Rex Rupert came to Grand Forks in 1957 to play professional baseball.

He never left.

Rupert played three seasons for the Grand Forks Chiefs, a minor league affiliate of the Pittsburgh Pirates. He was one of the few players during the Chiefs’ existence to marry a local girl. Rupert made Grand Forks a permanent home. He died Friday at his home. He was 86.

“I don’t think he planned on staying here when he arrived,’’ said his daughter, Rancee Rupert. “He came here to play baseball. His dream was to get to the big show.

“I don’t know why he didn’t go any farther with baseball. He never said. But I don’t think he had any disappointments that he didn’t go higher.’’


Rupert grew up in the small town of Petersburg, Pa. He arrived in Grand Forks to play for the Chiefs in 1957. The right-hander was 12-9 with a 3.29 earned run average that summer.

In 1958 and 1959, Rupert started the seasons with other teams before returning to the Chiefs. In 1958 Rupert had one of the best seasons ever by a Chiefs pitcher, going 17-6 with a 2.74 ERA. In 1959 he was 8-10 with a 3.23 ERA.

Rancee Rupert doesn’t know if her father pitched professionally after that. He married Joan Chumich on Sept. 13, 1959.
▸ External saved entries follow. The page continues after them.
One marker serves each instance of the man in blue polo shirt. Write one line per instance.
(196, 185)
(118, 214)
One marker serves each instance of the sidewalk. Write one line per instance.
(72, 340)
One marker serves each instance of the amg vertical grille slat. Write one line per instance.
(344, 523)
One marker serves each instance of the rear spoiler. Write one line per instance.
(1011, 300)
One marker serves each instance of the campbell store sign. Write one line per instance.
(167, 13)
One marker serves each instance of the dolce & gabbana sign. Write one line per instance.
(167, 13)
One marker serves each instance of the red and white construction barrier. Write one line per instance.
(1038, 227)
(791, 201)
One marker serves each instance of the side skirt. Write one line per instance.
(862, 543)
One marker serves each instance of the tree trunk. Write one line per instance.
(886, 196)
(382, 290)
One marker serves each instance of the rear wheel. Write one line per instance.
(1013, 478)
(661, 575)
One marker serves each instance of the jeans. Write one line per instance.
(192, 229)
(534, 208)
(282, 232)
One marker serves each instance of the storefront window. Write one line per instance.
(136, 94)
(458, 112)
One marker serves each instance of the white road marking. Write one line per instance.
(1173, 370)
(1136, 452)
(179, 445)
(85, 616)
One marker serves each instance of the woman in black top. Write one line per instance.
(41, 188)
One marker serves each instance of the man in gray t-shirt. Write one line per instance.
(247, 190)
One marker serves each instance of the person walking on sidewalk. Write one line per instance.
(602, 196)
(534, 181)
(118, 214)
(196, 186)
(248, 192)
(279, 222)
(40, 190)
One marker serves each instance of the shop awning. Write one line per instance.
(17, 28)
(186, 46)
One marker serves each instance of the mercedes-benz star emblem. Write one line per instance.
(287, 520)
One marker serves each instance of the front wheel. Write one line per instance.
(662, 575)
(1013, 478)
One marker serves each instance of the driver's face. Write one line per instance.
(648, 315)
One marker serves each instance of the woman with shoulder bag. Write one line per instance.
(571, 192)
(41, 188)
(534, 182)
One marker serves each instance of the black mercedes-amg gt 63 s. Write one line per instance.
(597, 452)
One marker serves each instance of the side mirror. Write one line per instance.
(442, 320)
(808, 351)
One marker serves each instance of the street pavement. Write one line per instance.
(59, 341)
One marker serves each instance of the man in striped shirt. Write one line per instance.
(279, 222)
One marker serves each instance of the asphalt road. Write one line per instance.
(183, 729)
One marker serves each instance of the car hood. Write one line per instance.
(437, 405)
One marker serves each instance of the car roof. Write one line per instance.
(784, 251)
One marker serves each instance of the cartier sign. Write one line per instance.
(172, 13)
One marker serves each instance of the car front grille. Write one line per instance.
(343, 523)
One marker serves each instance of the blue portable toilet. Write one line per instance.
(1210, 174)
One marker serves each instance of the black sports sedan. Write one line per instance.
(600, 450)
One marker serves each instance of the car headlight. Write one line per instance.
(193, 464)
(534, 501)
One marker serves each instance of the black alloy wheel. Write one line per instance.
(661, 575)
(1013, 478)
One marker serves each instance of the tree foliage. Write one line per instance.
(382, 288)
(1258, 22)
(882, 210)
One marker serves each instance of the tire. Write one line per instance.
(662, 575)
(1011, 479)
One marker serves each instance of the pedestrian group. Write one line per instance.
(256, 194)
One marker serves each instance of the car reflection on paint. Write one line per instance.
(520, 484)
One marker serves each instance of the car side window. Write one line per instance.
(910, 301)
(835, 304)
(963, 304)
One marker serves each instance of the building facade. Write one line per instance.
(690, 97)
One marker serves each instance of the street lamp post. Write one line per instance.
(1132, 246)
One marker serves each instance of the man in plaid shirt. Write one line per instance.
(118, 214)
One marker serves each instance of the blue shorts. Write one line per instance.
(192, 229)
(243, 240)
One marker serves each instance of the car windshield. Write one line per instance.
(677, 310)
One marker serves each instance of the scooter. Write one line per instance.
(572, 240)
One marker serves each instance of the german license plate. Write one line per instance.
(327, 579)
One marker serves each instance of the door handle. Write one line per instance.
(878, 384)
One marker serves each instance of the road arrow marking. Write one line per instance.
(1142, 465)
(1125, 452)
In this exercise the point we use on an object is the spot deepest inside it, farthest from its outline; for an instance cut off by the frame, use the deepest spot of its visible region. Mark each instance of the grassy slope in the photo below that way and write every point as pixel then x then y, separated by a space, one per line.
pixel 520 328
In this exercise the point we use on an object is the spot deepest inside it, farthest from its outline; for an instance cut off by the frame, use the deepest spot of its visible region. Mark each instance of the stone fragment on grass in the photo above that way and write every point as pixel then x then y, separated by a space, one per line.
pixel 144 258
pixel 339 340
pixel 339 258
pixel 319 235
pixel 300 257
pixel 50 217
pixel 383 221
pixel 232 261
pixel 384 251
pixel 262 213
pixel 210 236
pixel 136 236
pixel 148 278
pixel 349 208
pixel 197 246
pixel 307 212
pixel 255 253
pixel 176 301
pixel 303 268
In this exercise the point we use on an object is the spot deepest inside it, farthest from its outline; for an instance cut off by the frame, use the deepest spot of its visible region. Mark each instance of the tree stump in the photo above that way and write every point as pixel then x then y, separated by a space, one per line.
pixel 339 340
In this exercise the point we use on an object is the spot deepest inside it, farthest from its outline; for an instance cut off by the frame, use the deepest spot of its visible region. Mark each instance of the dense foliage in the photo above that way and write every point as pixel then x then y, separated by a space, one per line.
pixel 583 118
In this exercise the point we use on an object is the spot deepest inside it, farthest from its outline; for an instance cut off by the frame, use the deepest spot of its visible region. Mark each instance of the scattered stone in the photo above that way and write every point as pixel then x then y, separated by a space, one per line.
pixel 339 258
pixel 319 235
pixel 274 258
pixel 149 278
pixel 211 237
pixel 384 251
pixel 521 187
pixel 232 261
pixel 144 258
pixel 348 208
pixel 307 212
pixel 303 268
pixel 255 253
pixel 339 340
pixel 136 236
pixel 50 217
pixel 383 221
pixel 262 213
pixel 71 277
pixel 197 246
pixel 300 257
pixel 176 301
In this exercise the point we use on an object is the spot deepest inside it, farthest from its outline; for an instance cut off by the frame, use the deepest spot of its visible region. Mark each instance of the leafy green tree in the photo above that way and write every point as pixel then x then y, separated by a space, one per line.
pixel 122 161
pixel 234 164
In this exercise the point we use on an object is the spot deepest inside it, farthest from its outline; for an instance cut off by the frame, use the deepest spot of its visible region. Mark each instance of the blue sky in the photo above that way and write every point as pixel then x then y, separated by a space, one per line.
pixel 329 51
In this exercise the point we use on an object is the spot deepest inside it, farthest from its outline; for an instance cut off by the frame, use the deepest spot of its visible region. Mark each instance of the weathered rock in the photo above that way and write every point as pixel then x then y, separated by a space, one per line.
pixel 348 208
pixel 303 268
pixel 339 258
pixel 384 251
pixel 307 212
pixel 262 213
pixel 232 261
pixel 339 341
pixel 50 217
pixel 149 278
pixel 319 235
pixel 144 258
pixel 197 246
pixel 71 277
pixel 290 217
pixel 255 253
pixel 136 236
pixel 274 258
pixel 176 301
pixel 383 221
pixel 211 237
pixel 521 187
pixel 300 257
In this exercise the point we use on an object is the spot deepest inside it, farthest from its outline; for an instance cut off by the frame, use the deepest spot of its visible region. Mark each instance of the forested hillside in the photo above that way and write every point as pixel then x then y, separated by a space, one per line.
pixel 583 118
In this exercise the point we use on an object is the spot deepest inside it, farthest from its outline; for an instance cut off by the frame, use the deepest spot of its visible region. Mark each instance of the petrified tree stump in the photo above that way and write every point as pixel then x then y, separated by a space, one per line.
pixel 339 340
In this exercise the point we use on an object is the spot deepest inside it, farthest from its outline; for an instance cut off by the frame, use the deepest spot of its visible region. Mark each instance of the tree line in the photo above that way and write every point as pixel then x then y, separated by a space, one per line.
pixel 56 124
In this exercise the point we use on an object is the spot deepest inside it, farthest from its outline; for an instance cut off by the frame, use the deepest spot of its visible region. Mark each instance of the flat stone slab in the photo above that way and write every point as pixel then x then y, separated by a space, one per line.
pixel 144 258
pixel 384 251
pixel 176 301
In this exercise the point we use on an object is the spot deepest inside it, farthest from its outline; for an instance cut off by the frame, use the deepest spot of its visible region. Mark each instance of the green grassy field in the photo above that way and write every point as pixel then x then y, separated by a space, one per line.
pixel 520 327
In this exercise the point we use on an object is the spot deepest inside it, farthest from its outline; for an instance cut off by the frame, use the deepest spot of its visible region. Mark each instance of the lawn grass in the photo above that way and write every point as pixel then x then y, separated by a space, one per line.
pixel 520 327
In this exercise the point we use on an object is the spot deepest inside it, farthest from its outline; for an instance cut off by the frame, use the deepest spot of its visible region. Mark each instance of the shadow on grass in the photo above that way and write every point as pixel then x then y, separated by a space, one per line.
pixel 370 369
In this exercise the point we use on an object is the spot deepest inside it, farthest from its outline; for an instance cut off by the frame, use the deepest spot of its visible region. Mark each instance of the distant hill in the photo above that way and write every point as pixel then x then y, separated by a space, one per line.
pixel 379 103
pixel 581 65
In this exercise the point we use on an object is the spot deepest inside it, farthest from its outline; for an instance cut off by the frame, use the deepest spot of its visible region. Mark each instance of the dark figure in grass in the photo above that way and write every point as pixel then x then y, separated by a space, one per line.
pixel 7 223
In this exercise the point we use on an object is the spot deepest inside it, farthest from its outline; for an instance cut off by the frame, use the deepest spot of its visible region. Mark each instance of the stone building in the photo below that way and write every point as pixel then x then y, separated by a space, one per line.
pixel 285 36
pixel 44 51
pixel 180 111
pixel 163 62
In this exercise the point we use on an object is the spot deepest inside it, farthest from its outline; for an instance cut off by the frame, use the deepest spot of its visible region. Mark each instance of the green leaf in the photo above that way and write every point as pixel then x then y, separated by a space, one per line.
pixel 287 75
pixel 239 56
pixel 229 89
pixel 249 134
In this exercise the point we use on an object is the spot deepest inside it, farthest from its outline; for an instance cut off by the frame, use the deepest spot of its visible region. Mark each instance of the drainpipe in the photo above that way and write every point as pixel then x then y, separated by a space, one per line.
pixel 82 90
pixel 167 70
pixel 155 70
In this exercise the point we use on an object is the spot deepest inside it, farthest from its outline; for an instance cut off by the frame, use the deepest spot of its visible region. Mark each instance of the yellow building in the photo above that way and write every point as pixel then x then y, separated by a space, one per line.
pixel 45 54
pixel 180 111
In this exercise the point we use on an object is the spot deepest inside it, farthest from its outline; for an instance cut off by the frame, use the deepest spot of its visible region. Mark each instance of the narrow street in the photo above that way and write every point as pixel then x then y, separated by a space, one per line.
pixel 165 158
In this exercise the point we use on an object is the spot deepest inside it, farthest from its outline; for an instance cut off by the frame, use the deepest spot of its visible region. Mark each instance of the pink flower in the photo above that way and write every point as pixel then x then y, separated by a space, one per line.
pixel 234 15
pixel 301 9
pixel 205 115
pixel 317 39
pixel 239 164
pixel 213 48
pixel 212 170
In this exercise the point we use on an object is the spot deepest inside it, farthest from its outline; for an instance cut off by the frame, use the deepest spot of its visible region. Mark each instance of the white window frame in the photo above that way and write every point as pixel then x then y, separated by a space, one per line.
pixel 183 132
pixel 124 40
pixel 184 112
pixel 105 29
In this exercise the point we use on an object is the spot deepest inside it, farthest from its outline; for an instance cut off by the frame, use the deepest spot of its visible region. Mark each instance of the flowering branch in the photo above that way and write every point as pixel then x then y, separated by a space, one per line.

“When he got here, Dad rented a room from my great grandparents at 125 Belmont Road,’’ Rancee Rupert said. “That’s how he met my mom.’’

The Northern League was a baseball hotbed in the 1950s. More than 50 players Rupert played with and against eventually played in the majors.

“Dad loved talking baseball,’’ Rancee Rupert said. “He could sit for hours reminiscing about back in the day. He didn’t brag about himself. A lot of the talk was about guys he played with and against.’’

Rex Rupert remained active on the diamond for many years after he left the professional ranks. He played amateur ball for several years. In 1965, he began a second career as an umpire. He worked the college, American Legion and softball ranks well into the 1980s.

“For years, he was gone almost every night in the summer umpiring,’’ Rancee Rupert said. “There wasn’t much pay in it, so I assume he did it for his passion for the sport.’’


Brian Kraft caught many Grand Forks Legion and UND games with Rupert positioned behind him calling the game.

“Rex probably did 75 percent of our games,’’ Kraft said. “He was a good ump. He understood the strike zone. And he was always very conscientious.’’

Rex Rupert’s other passion was singing. He was a long-time member of a local barbershop quartet.

Shortly after Joan Rupert’s death in 1996, Rancee Rupert offered to send her father back to Pennsylvania to visit relatives.

“He said, ‘Why would I want to do that? This is my home,’ ‘’ Rancee Rupert said.